Turbulent burning velocity in combustion chamber of SI engine fueled with compressed biogas
Keywords:turbulent burning velocity, combustion simulation, biogas engine, spark ignition engine, biogas fuel
Turbulent burning velocity is the most important parameter in analyzing pre-mixed combustion simulation of spark ignition engines. It depends on the laminar burning velocity and turbulence intensity in the combustion chamber. The first term can be predicted if one knows fuel composition, physico chemical properties of the fluid. The second term strongly depends on the geometry of the combustion chamber and fluid movement during the combustion process. One cannot suggest a general expression for different cases of engine. Thus, for accuracy modeling, one should determine turbulent burning velocity in the combustion chamber of each case of engine individually.

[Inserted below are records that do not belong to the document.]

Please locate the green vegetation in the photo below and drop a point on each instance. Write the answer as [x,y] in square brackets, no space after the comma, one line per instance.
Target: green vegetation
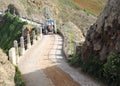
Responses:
[93,6]
[18,78]
[106,71]
[10,30]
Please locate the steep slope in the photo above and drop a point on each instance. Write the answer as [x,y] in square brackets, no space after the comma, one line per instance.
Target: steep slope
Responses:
[100,54]
[92,6]
[62,11]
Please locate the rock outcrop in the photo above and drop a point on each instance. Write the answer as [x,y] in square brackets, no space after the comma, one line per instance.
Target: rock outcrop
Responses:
[7,71]
[104,36]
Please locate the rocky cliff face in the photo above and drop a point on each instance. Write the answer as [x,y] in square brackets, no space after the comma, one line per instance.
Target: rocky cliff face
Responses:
[104,36]
[7,71]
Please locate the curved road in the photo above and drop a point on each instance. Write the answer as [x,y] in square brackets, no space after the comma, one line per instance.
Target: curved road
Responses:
[44,65]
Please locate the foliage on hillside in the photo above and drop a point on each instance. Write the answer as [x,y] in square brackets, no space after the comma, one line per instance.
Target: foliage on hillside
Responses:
[92,6]
[10,30]
[105,71]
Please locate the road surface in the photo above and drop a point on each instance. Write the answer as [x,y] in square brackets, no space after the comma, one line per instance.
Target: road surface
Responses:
[44,65]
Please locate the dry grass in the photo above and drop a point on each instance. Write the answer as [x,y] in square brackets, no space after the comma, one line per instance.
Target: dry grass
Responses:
[93,6]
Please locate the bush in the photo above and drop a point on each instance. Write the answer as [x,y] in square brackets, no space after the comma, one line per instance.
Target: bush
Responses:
[112,69]
[18,78]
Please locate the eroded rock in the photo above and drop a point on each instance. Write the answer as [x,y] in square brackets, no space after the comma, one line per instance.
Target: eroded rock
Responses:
[104,36]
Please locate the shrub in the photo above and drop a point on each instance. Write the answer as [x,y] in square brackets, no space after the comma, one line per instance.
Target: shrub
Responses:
[112,69]
[10,30]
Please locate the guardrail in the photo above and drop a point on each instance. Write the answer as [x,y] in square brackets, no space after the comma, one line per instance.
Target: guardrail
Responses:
[25,43]
[16,51]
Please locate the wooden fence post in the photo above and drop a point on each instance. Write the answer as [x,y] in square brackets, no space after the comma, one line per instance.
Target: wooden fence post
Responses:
[12,55]
[16,50]
[22,46]
[28,41]
[34,37]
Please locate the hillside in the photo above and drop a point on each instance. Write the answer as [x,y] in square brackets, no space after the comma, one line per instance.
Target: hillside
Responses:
[62,11]
[92,6]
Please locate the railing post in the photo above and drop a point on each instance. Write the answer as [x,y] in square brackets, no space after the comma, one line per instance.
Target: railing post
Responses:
[16,49]
[40,32]
[22,47]
[34,37]
[12,55]
[75,47]
[28,41]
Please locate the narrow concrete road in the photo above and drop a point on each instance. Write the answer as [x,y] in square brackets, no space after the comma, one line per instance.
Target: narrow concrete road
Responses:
[44,65]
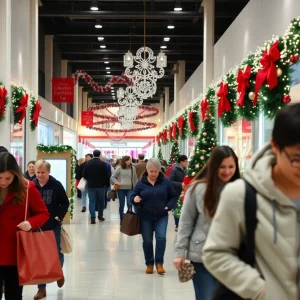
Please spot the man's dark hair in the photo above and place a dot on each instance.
(141, 156)
(182, 158)
(286, 130)
(3, 149)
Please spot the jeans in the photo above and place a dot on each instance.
(96, 195)
(158, 226)
(83, 197)
(13, 291)
(57, 232)
(122, 194)
(203, 282)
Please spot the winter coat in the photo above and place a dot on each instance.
(56, 200)
(276, 237)
(176, 177)
(126, 177)
(12, 214)
(154, 198)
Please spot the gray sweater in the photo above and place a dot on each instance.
(126, 177)
(193, 225)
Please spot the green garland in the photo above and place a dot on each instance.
(61, 149)
(5, 103)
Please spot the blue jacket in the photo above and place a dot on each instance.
(154, 198)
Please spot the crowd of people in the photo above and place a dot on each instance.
(214, 230)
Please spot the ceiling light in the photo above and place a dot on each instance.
(94, 6)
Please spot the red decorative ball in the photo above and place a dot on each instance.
(294, 58)
(286, 99)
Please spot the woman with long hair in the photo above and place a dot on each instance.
(125, 177)
(199, 207)
(13, 197)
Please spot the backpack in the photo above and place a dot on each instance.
(247, 249)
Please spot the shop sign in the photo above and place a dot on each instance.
(87, 118)
(63, 90)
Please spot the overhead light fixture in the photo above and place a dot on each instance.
(94, 5)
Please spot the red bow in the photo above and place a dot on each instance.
(3, 94)
(224, 104)
(22, 107)
(243, 80)
(268, 70)
(204, 108)
(180, 125)
(191, 121)
(36, 113)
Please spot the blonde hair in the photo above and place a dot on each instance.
(43, 163)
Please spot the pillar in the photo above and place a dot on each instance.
(48, 66)
(208, 43)
(167, 102)
(5, 63)
(179, 81)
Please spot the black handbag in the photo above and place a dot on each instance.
(247, 249)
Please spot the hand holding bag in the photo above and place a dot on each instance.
(37, 256)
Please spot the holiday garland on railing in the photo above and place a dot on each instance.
(3, 101)
(63, 149)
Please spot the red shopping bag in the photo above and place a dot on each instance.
(37, 258)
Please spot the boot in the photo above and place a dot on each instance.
(41, 294)
(149, 269)
(160, 269)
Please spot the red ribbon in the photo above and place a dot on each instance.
(224, 104)
(36, 113)
(22, 107)
(3, 94)
(191, 121)
(180, 125)
(268, 70)
(243, 80)
(174, 131)
(204, 108)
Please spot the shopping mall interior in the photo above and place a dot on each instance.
(139, 76)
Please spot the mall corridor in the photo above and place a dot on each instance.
(107, 265)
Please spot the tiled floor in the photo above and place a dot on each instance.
(107, 265)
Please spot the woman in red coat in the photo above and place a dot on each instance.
(13, 190)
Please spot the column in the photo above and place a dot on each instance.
(48, 67)
(5, 63)
(161, 111)
(64, 74)
(84, 101)
(208, 43)
(179, 81)
(167, 101)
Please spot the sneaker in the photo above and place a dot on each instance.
(101, 219)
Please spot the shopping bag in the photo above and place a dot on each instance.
(82, 184)
(130, 224)
(37, 258)
(65, 242)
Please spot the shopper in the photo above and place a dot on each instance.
(200, 203)
(57, 202)
(30, 173)
(97, 176)
(13, 195)
(154, 196)
(125, 177)
(176, 177)
(274, 172)
(140, 166)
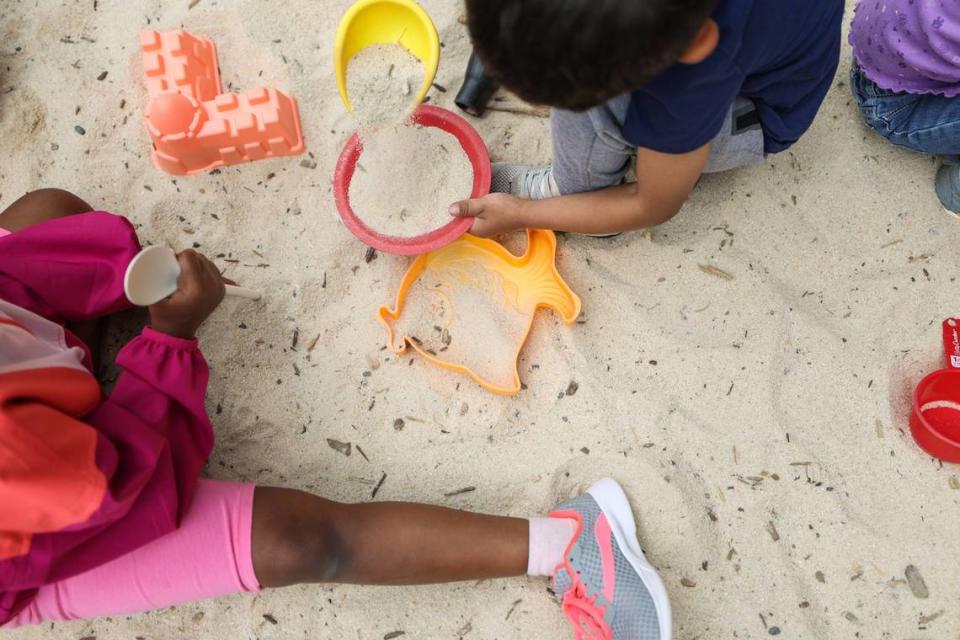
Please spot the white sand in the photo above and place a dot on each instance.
(777, 397)
(383, 82)
(407, 178)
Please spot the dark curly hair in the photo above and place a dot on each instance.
(577, 54)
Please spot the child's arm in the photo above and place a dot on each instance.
(664, 182)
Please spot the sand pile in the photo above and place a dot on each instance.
(408, 175)
(407, 178)
(383, 81)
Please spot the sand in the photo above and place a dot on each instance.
(383, 81)
(730, 410)
(407, 178)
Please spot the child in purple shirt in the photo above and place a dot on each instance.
(906, 79)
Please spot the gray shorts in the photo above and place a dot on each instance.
(590, 152)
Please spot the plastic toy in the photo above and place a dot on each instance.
(428, 116)
(152, 276)
(370, 22)
(194, 126)
(521, 284)
(935, 420)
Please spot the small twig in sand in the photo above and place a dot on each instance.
(536, 112)
(713, 271)
(376, 489)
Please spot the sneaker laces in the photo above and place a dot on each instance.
(537, 183)
(583, 612)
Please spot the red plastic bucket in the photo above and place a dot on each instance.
(427, 116)
(935, 420)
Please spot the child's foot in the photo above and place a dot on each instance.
(609, 591)
(524, 180)
(947, 185)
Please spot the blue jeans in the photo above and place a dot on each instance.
(921, 122)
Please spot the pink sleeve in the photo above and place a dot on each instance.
(163, 385)
(69, 269)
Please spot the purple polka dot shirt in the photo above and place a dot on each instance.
(909, 45)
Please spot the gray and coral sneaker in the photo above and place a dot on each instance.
(607, 588)
(524, 180)
(947, 186)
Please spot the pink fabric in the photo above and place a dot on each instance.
(209, 556)
(154, 435)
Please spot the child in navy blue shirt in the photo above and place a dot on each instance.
(683, 86)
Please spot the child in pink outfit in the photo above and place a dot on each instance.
(102, 507)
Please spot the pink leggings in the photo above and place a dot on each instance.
(209, 556)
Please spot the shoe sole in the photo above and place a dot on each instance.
(614, 504)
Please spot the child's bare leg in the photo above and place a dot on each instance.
(299, 537)
(39, 206)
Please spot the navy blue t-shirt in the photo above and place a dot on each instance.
(782, 54)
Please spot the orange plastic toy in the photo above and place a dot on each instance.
(469, 306)
(194, 126)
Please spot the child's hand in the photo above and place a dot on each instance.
(493, 214)
(200, 290)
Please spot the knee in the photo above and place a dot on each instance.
(57, 203)
(39, 206)
(297, 547)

In this study, the turbulent burning velocity is defined by a linear function of laminar burning velocity in which the proportional constant is defined as the turbulent burning velocity coefficient. This coefficient was obtained by analyzing the numerical simulation results and experimental data and this is applied to a concrete case of a Honda Wave motorcycle engine combustion chamber that fueled with compressed biogas. The results showed that the turbulent burning velocity coefficient in this case is around 1.3 when the average engine revolutions is in the range of 3000 rpm to 6000 rpm with biogas containing 80% Methane. We can then predict the effects of different parameters on the performance of the engine fueled with compressed biogas by simulation.